Wal-Mart’s New Economic Model

Newsweek: “Wal-Mart is Mexico’s largest private-sector employer in the nation today, with nearly 150,000 local residents on its payroll. An additional 19,000 youngsters between the ages of 14 and 16 work after school in hundreds of Wal-Mart stores, mostly as grocery baggers, throughout Mexico—and none of them receives a red cent in wages or fringe benefits. The company doesn’t try to conceal this practice: its 62 Superama supermarkets display blue signs with white letters that tell shoppers: OUR VOLUNTEER PACKERS COLLECT NO SALARY, ONLY THE GRATUITY THAT YOU GIVE THEM. SUPERAMA THANKS YOU FOR YOUR UNDERSTANDING. The use of unsalaried youths is legal in Mexico because the kids are said to be “volunteering” their services to Wal-Mart and are therefore not subject to the requirements and regulations that would otherwise apply under the country’s labor laws.”

Well, if Wal-Mart is going to “employ” “volunteer packers,” I think it’s high time that those who frequent Mexican Wal-Mart outlets become “volunteer consumers.” After all, if a corporation as rapacious as Wal-Mart prefers not to pay their packers, perhaps consumers can prefer not to pay Wal-Mart for the goods they acquire from their stores. Who says that Wal-Mart holds all the cards in establishing a new economy?

So here’s the deal, Mexico Wal-Mart shoppers: the next time you enter a Wal-Mart, wear a sign that reads I AM A VOLUNTEER CONSUMER WHO WILL OFFER NO MONEY FOR THESE GOODS, BECAUSE YOU’D RATHER EXPLOIT KIDS THAN PRACTICE BASIC ETHICAL PRINCIPLES. THANK YOU FOR YOUR UNDERSTANDING.

7 Comments

  1. Ed,

    Though you’re right to hate the Wal-Mart, after living here for a year I have to come down on Jeff’s side on this one. Teens (and younger) will do all kinds of “volunteer” things around a city in hopes of pulling in tips. It’s more or less accepted here s a legit way to make a buck.

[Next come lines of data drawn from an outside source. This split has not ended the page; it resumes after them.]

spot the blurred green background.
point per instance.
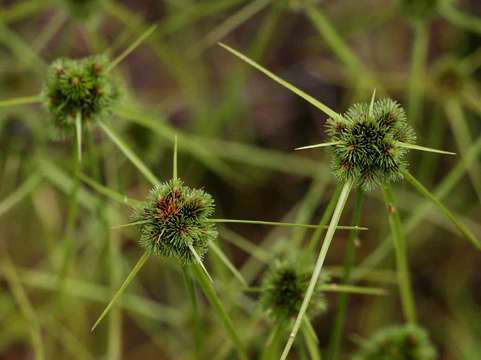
(237, 131)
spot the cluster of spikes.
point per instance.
(175, 220)
(407, 342)
(283, 289)
(81, 87)
(367, 143)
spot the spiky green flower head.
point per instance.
(283, 289)
(367, 146)
(175, 219)
(81, 86)
(449, 77)
(419, 9)
(407, 342)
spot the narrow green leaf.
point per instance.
(459, 225)
(132, 47)
(220, 254)
(210, 293)
(129, 153)
(324, 108)
(423, 148)
(282, 224)
(122, 288)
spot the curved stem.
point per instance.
(404, 280)
(318, 267)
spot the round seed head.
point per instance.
(283, 289)
(419, 9)
(368, 149)
(79, 86)
(176, 218)
(407, 342)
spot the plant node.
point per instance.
(175, 219)
(79, 86)
(407, 342)
(368, 148)
(283, 289)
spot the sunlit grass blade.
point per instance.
(111, 194)
(21, 101)
(351, 289)
(227, 263)
(210, 293)
(174, 160)
(318, 267)
(78, 132)
(20, 193)
(26, 308)
(318, 145)
(230, 24)
(402, 267)
(132, 47)
(199, 261)
(282, 224)
(122, 288)
(459, 225)
(324, 108)
(135, 223)
(423, 148)
(129, 154)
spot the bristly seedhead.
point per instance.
(283, 289)
(367, 148)
(419, 9)
(407, 342)
(176, 217)
(79, 86)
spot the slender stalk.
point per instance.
(283, 224)
(416, 75)
(210, 293)
(140, 263)
(459, 225)
(198, 333)
(35, 99)
(220, 254)
(230, 24)
(13, 280)
(404, 281)
(129, 153)
(132, 47)
(324, 108)
(78, 132)
(318, 267)
(340, 318)
(20, 193)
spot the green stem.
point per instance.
(459, 225)
(21, 101)
(404, 281)
(210, 293)
(140, 263)
(318, 267)
(129, 153)
(340, 318)
(416, 76)
(283, 224)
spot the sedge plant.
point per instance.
(369, 143)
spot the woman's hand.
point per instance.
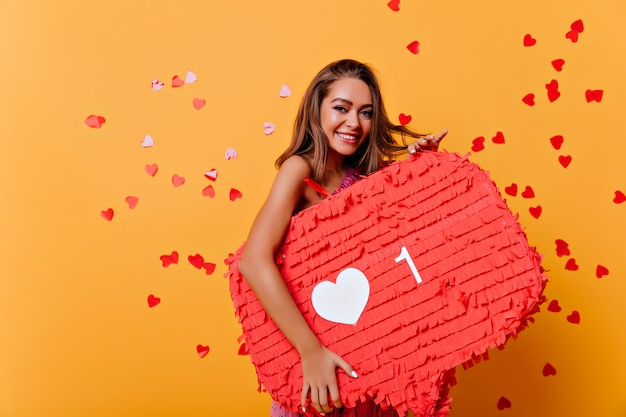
(319, 367)
(427, 143)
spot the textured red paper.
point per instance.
(481, 283)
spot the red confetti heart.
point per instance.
(594, 95)
(535, 211)
(167, 260)
(574, 318)
(208, 267)
(528, 192)
(394, 5)
(208, 191)
(152, 169)
(177, 81)
(565, 160)
(196, 260)
(578, 26)
(572, 35)
(529, 99)
(498, 138)
(511, 190)
(153, 301)
(571, 265)
(529, 40)
(198, 103)
(95, 121)
(619, 198)
(177, 180)
(414, 47)
(478, 144)
(107, 214)
(131, 201)
(557, 64)
(554, 306)
(234, 194)
(405, 119)
(562, 248)
(601, 271)
(556, 141)
(503, 403)
(202, 350)
(548, 370)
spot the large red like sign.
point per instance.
(414, 270)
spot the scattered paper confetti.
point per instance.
(107, 214)
(268, 128)
(131, 201)
(95, 121)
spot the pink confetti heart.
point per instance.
(498, 138)
(511, 190)
(394, 5)
(131, 201)
(198, 103)
(177, 180)
(170, 259)
(230, 154)
(478, 144)
(107, 214)
(557, 64)
(574, 318)
(529, 40)
(548, 370)
(554, 306)
(528, 192)
(601, 271)
(177, 82)
(153, 301)
(196, 260)
(503, 403)
(529, 99)
(535, 211)
(208, 191)
(565, 160)
(571, 265)
(562, 248)
(405, 119)
(414, 47)
(235, 194)
(285, 91)
(556, 141)
(152, 169)
(94, 121)
(202, 350)
(268, 128)
(594, 95)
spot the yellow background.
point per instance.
(78, 338)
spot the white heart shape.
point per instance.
(344, 301)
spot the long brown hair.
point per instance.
(309, 138)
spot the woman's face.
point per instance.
(346, 115)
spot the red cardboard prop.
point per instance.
(414, 270)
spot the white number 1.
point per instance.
(405, 256)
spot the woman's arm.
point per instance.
(258, 267)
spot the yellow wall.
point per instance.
(78, 337)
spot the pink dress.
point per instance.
(365, 409)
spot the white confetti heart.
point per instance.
(191, 77)
(230, 154)
(268, 128)
(284, 91)
(148, 142)
(344, 301)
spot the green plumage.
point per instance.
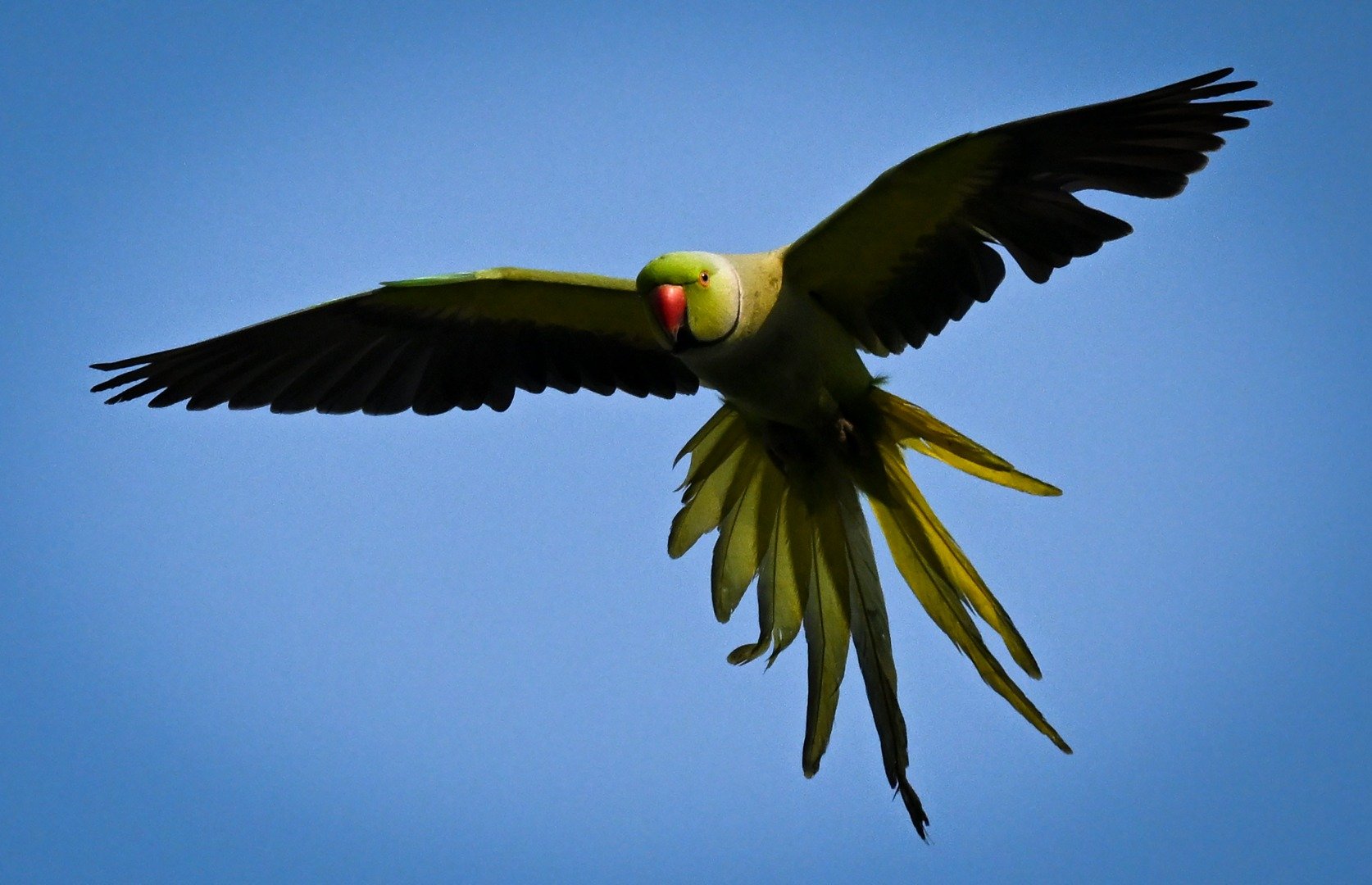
(788, 514)
(804, 429)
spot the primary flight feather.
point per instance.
(804, 427)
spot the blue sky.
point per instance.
(248, 647)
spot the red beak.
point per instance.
(669, 303)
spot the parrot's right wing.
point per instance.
(431, 345)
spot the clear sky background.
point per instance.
(242, 647)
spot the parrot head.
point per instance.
(694, 298)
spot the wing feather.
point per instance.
(429, 345)
(914, 250)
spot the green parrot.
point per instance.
(804, 429)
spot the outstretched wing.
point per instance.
(429, 345)
(913, 250)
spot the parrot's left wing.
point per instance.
(913, 250)
(431, 345)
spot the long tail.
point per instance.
(787, 508)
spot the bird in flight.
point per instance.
(804, 429)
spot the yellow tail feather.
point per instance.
(787, 508)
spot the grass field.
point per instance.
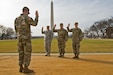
(87, 45)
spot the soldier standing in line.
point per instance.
(76, 38)
(47, 40)
(62, 38)
(22, 28)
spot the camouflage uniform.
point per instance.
(76, 38)
(22, 28)
(48, 39)
(62, 38)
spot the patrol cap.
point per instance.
(61, 23)
(26, 8)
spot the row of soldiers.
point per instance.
(22, 26)
(62, 39)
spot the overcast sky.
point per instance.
(86, 12)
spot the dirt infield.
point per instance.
(88, 64)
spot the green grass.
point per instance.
(87, 45)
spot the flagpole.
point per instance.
(52, 15)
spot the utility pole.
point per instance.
(52, 15)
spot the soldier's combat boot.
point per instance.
(21, 68)
(63, 55)
(26, 70)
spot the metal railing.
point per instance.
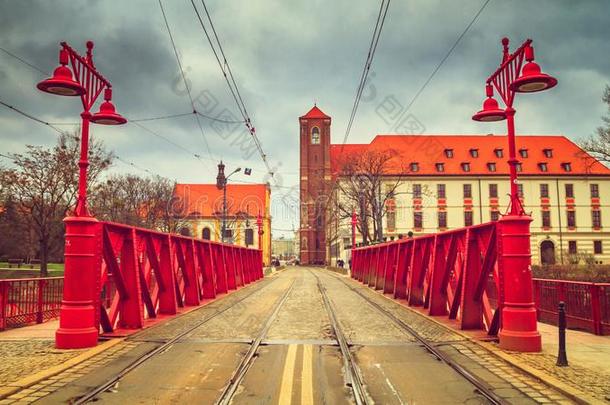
(587, 304)
(29, 300)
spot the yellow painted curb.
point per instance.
(569, 391)
(33, 379)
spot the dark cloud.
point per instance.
(288, 54)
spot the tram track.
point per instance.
(480, 385)
(112, 381)
(354, 376)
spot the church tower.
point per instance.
(315, 184)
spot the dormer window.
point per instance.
(315, 136)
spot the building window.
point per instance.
(493, 191)
(391, 220)
(315, 135)
(546, 219)
(418, 220)
(494, 215)
(596, 216)
(442, 219)
(594, 190)
(249, 236)
(467, 218)
(571, 219)
(416, 190)
(441, 191)
(572, 247)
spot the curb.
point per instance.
(567, 390)
(16, 386)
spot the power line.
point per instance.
(188, 90)
(32, 117)
(383, 10)
(24, 61)
(442, 61)
(231, 82)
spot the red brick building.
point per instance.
(315, 184)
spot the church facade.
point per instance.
(434, 183)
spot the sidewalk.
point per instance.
(588, 357)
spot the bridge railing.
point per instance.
(587, 304)
(26, 301)
(479, 276)
(121, 278)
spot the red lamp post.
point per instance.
(79, 319)
(518, 328)
(354, 223)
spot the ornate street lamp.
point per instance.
(510, 78)
(87, 83)
(221, 184)
(78, 318)
(517, 311)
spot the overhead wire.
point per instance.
(186, 85)
(231, 82)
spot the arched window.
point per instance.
(249, 236)
(315, 135)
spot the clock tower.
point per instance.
(315, 184)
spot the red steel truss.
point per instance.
(128, 277)
(453, 274)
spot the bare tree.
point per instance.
(365, 186)
(135, 200)
(599, 145)
(43, 183)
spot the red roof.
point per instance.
(557, 154)
(314, 113)
(206, 200)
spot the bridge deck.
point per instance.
(280, 341)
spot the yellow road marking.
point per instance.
(288, 375)
(307, 376)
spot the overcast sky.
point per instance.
(286, 55)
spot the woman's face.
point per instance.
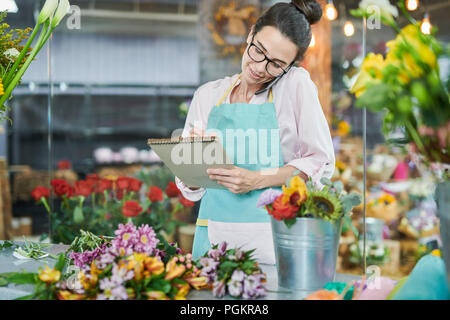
(275, 46)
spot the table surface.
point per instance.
(8, 263)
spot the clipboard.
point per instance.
(189, 158)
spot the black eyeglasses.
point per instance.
(272, 68)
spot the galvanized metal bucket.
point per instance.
(306, 254)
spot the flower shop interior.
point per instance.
(114, 73)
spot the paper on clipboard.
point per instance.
(189, 158)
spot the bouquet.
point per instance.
(99, 205)
(233, 272)
(132, 266)
(14, 58)
(303, 200)
(406, 86)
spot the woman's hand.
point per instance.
(237, 180)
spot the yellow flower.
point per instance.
(67, 295)
(386, 199)
(295, 184)
(410, 35)
(154, 266)
(371, 72)
(136, 263)
(343, 128)
(436, 252)
(174, 270)
(48, 275)
(198, 282)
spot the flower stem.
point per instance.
(22, 70)
(10, 74)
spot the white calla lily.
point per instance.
(63, 9)
(47, 11)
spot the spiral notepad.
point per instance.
(189, 158)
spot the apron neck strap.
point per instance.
(232, 86)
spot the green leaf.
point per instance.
(3, 282)
(375, 98)
(20, 277)
(61, 262)
(161, 285)
(289, 222)
(78, 215)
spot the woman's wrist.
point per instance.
(276, 177)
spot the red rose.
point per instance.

    Also, as Mariachi Mama says, the minimum wage here is amazingly low, and teens and college students will work full days for a few bucks in wages. There’s a popular chain of cafes here–The Italian Coffee Company, a Mexican-owned business–that pays about $5 USD for a full shift. Or they might just hire themselves to help out carrying cement on a construction project, possibly making more at the end of the day.

  2. You know, WalMart was founded, and is owned and operated, by certfied rednecks. They may like employing little brown Mexicans for absolutely nothing, but I’ll bet they’d prefer to own them outright.

  3. To Scott and Jeff Hess,
    your comments are not relevant. The point here is not the height of the minimum wage (although it should be). It’s the fact that they are paid nothing for their work. Tips are another matter altogether. What they make off tips is one matter. Payment and security is another.
    And the sign. Oh, the sign. Somebody should be given to Iraqi Insurgency torturers for this, excuse my political incorrectness.

  4. As an aside, I have only found one of the books featured in my Book Notes series at a Wal-Mart store (Dead Head by Allen Wyler). Apparently Wal-Mart shoppers and I don’t share the same literary canon.